It’s official: The Trump Administration has killed the legal and scientific basis for U.S. action on greenhouse gas emissions.
During a Thursday press briefing, President Trump and Environmental Protection Agency (EPA) Administrator Lee Zeldin announced the repeal of the agency’s “endangerment finding,” which ruled in 2009 that planet-warming gases such as carbon dioxide are dangerous to human health and welfare. This landmark determination has empowered the U.S. to regulate greenhouse gas emissions for nearly two decades.
Basically, if American climate policy was a house of cards, the Trump administration just pulled the card keeping the whole thing standing.
Environmentalists have been bracing for this for months. Zeldin first announced the EPA’s bid to repeal the finding while speaking at an Indiana auto dealership in July. In its proposal, the agency argued that the move would save Americans $54 billion annually through the elimination of all greenhouse gas standards for motor vehicles and engines, including Biden’s electric vehicle mandate.

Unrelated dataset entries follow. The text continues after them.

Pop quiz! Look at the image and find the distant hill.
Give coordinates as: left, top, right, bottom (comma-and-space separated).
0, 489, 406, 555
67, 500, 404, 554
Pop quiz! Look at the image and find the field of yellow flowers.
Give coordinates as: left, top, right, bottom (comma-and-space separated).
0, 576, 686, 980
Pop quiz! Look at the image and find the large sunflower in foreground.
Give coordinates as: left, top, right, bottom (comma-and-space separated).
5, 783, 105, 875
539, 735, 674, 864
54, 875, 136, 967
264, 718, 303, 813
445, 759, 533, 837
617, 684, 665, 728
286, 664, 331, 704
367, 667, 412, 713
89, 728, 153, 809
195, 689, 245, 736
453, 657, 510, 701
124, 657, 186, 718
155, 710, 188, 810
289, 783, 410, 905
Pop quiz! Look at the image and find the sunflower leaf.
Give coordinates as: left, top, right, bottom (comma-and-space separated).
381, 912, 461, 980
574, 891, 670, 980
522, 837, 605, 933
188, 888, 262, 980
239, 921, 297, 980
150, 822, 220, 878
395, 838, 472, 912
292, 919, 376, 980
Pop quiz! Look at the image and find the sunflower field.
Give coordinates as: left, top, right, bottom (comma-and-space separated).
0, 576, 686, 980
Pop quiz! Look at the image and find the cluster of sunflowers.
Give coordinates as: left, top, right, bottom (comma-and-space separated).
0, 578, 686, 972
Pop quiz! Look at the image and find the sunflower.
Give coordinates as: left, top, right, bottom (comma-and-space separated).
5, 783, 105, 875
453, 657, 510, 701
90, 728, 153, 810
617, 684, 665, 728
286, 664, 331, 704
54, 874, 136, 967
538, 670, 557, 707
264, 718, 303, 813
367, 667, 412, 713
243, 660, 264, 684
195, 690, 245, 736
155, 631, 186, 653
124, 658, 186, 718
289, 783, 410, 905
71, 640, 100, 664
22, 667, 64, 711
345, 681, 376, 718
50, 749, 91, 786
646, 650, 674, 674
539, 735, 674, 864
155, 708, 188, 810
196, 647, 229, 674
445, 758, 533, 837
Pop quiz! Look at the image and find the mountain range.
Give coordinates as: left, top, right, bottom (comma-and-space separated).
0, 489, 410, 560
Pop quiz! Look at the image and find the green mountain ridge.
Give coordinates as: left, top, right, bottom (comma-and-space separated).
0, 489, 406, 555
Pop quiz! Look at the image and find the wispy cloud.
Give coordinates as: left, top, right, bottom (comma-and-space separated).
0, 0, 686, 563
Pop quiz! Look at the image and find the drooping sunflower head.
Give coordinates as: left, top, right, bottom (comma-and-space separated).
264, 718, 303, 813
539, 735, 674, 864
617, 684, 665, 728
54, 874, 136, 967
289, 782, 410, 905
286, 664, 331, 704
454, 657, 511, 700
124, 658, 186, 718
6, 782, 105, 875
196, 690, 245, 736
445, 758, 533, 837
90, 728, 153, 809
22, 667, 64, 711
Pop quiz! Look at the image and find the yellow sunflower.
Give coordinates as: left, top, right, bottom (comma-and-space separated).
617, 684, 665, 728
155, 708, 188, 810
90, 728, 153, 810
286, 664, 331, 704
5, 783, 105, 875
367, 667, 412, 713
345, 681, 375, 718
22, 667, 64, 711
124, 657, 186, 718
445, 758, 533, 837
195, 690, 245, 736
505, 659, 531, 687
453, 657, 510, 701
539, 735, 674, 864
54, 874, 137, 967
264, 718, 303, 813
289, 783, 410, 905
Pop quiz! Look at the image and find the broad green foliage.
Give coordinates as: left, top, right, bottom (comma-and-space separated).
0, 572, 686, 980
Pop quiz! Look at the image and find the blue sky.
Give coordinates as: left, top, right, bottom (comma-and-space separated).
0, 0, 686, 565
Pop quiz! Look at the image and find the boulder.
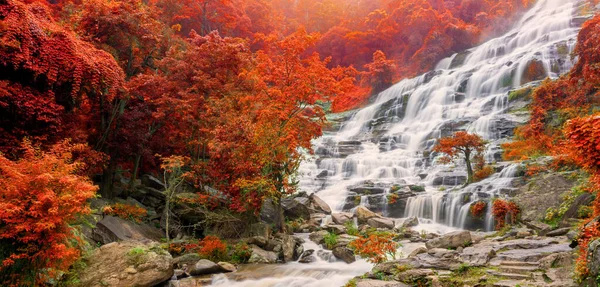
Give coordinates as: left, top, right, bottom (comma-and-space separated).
189, 259, 231, 276
394, 216, 419, 230
141, 174, 165, 190
354, 206, 380, 224
309, 193, 331, 214
248, 245, 278, 264
308, 230, 329, 244
281, 196, 310, 220
333, 247, 356, 264
546, 227, 571, 237
76, 241, 174, 287
367, 217, 395, 229
356, 279, 409, 287
217, 262, 237, 273
92, 215, 164, 244
331, 212, 354, 225
425, 230, 471, 249
298, 249, 317, 263
246, 236, 268, 248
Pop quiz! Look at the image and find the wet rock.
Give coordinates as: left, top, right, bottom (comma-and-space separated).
77, 241, 174, 287
356, 279, 409, 287
189, 259, 229, 276
395, 216, 419, 230
281, 196, 310, 220
546, 227, 571, 237
425, 230, 471, 249
331, 212, 354, 225
407, 247, 427, 258
324, 224, 346, 234
367, 217, 394, 229
92, 215, 164, 244
433, 172, 467, 186
248, 245, 278, 264
298, 249, 317, 263
354, 206, 379, 224
308, 230, 329, 244
246, 236, 268, 248
309, 193, 331, 214
333, 247, 356, 264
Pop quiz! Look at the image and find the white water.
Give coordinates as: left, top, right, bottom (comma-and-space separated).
210, 234, 373, 287
300, 0, 580, 234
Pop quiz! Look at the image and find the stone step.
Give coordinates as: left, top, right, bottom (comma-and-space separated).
499, 261, 540, 267
487, 270, 531, 280
498, 265, 539, 275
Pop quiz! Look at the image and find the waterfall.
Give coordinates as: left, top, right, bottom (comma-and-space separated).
300, 0, 583, 234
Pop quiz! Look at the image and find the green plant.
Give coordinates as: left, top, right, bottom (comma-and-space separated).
324, 232, 338, 249
231, 242, 252, 263
344, 220, 360, 236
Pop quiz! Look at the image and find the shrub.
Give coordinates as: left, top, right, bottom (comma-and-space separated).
348, 232, 400, 263
185, 235, 227, 261
470, 200, 487, 218
231, 242, 252, 263
344, 220, 360, 236
325, 232, 338, 249
102, 203, 148, 223
492, 199, 521, 230
0, 141, 97, 286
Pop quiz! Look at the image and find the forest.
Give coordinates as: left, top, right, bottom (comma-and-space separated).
0, 0, 600, 286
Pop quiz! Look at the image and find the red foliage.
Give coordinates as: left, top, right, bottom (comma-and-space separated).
492, 199, 521, 230
102, 203, 148, 223
185, 235, 227, 262
0, 142, 96, 286
348, 233, 399, 263
469, 201, 487, 218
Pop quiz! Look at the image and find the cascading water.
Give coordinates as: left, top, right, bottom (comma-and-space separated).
300, 0, 582, 233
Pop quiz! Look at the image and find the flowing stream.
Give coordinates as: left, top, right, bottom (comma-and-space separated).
211, 0, 585, 287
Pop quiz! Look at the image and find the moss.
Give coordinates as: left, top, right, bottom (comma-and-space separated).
508, 87, 533, 102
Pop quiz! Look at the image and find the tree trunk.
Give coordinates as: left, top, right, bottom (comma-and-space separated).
465, 152, 473, 186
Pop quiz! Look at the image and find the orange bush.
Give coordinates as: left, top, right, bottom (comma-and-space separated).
492, 199, 521, 230
103, 203, 148, 223
349, 233, 400, 263
0, 141, 97, 286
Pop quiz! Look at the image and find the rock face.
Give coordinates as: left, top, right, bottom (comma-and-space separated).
248, 245, 278, 264
367, 217, 395, 229
331, 212, 354, 225
333, 247, 356, 264
425, 230, 471, 249
354, 206, 379, 224
92, 216, 164, 244
78, 241, 173, 287
190, 259, 225, 276
513, 173, 575, 221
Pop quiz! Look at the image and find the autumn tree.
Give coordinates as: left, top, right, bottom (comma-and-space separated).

Of course, that rationale was the central focus of the Thursday briefing. Trump called the move “the single largest deregulatory action in American history” and admonished the endangerment finding as “a disastrous Obama-era policy that severely damaged the American auto industry and massively drove up prices for American consumers.”
“This is a big deal,” Zeldin said. “This action will save American taxpayers over $1.3 trillion.” Yet the EPA’s own draft impact analysis estimated that repealing the endangerment finding could cost consumers more, not less—potentially up to $350 billion in added fuel costs per year. And that’s excluding the costs of public health consequences and environmental damages from greenhouse gas pollution.
Why this matters
The Clean Air Act requires the EPA to regulate any air pollutant that endangers public health or welfare. In 2007, the Supreme Court ruled that greenhouse gases are subject to this mandate. Two years later, the endangerment finding determined that current and projected atmospheric concentrations of six key greenhouse gases “threaten the public health and welfare of current and future generations.”
The simultaneously issued “cause or contribute finding” pointed to motor vehicles and engines as major sources of hazardous greenhouse gas emissions. These determinations serve as the legal basis for the EPA to regulate planet-warming pollution, and over the years, the scientific evidence to support them has only grown.
For the past seven months, scientists, climate advocates, environmental policy experts, and former EPA leaders have warned that the repeal would have severe consequences for American health, well-being, and the climate. While the EPA’s proposal directly addressed vehicle emissions, the agency is also poised to roll back regulations for new and existing fossil fuel-fired power plants and oil and gas facilities. According to Harvard Law, rescinding the endangerment finding will almost certainly galvanize those efforts.
The Trump administration rescinded the endangerment finding based on the rationale that it does not have legal authority under the Clean Air Act to regulate greenhouse gas emissions. If courts endorse that view going forward, future administrations will also be prevented from regulating planet-warming pollution under the Act, Harvard Law states.
“Abandoning all efforts to address climate change is not in the best interest of anyone but the fossil fuel industry, which has made trillions of dollars over the last 50 years and has shown that if unchecked, it will pursue profits at any cost, even if that destroys the American way of life,” Shannon Baker-Branstetter, senior director of domestic climate at the Center for American Progress, said in a statement following Zeldin’s announcement in July.
The repeal is expected to face legal backlash from environmental organizations and coalitions of Democratic-led states. “This cynical and devastating action by the Trump EPA will not go forward without a fight,” Manish Bapna, president and CEO of the Natural Resources Defense Council, said in a statement following Thursday’s announcement. “We will see them in court—and we will win.”